Mexico closes oil ports due to bad weather
MEXICO CITY (Reuters) - Mexico closed all of its main oil exporting ports on Wednesday due to bad weather, the transport ministry said on its Web site.
The Gulf of Mexico ports of Dos Bocas, Cayo Arcas and Pajaritos in Coatzacoalcos, which together ship around 80 percent of Mexico's oil exports, were shut in the morning, as was the smaller Pacific coast oil port of Salina Cruz.
A late-afternoon update by the ministry confirmed the closures were still in place. The next update was due on Thursday morning.
In all, a dozen commercial ports were closed, along with dockside loading points, as a cold front brought strong winds, high seas and poor visibility to the Mexican Gulf.
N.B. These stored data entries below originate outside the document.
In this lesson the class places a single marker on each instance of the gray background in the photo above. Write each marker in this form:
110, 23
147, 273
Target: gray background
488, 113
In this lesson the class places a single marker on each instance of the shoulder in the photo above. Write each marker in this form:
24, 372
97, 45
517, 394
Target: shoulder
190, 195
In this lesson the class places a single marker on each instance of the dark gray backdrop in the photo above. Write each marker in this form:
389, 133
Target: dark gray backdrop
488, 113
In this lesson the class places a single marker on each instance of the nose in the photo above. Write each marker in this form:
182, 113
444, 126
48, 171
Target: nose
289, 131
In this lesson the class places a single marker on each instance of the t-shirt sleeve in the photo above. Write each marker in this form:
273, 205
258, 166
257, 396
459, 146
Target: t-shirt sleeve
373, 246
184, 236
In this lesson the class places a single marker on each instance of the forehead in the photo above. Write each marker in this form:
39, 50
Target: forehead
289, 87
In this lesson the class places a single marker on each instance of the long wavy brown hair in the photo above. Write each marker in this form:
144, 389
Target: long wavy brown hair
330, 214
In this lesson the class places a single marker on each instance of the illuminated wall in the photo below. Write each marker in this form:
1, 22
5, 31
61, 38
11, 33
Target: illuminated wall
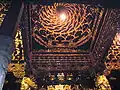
113, 57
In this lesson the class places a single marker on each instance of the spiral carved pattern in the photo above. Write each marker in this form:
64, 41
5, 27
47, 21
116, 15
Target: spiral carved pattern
63, 24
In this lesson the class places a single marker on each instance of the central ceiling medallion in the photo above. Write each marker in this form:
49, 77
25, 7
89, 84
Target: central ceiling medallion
64, 24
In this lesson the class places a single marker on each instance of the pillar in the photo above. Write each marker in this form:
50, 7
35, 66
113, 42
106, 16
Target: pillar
7, 33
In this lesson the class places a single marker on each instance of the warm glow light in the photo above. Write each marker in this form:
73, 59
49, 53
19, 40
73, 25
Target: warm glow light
62, 16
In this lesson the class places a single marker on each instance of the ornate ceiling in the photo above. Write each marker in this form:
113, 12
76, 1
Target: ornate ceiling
60, 39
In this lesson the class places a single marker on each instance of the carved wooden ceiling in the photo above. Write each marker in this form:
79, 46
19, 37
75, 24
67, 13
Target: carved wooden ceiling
82, 46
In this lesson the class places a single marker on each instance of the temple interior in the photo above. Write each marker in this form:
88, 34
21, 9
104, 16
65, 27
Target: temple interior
60, 45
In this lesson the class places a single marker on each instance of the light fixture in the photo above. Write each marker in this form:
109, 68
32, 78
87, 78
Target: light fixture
62, 16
A Pemex spokeswoman said the closures should mean only minor delays to exports and that shipping could resume as early as Thursday morning if the weather improved.
"It will not affect production or exports. If (the ports) open tomorrow we will send what would have been shipped today," a Pemex spokeswoman said.
Mexico is the world's No. 9 exporter of crude oil, shipping an average of 1.7 million barrels per day in 2007, and a top three supplier to the United States, which buys roughly 80 percent of Mexican exported oil.
Pemex's exports have been repeatedly disrupted in recent months by bad weather that has halted shipments for days at a time and in some cases triggered the evacuation of oil rig workers.